Green burials, in which the body is placed on organic material and covered in organic material before begin topped with soil, also is available at Sleepy Hollow. And Fields has begun offering an option called “Let your Love grow,” a biodegradable package and planting mixture that can be mixed with cremains and buried in the ground, or used in planting perennials, trees or rose bushes.
Clay impressions of a pet’s paw are available, as are a wide variety of urns. Sleepy Hollow has teamed up with Buddies Beloved Pet Keepsakes to create custom rings, earrings, key chains or charms for bracelets or necklaces. The pet’s actual paw or nose prints, taken from digital photos, clay, plaster or resin molds or ink prints, are etched into the sterling silver, white gold or gold charm or ring.
One of Fields’ favorite items is glass-blown art that incorporates the pet’s remains. A small amount of remains are mixed into a decorative glass-blown globe or touchstone.

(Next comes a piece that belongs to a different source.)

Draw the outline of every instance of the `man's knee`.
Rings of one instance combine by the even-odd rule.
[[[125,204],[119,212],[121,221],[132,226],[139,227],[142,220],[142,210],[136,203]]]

Fields said the availability of several options is important to his customers, as is his company’s practice of offering their services at no charge to law enforcement pets and to families who lost pets in a house fire.
“I try to look at the big picture, and that’s the thing with me being a funeral director,” Fields said. “I understand those things. No one in Michigan does things the way we do it and has the facilities we have. That’s why we’re set up the way we are and things are done in a way to help people come in and be comfortable. That’s part of the grieving process.
“It just comes down to, ‘how do I want to be treated? How is this going to reflect on me? What does it say about my integrity or my character?’ That’s the bottom line. When you own a business or are doing something that is for the good of the community, a lot of it reflects back on you.”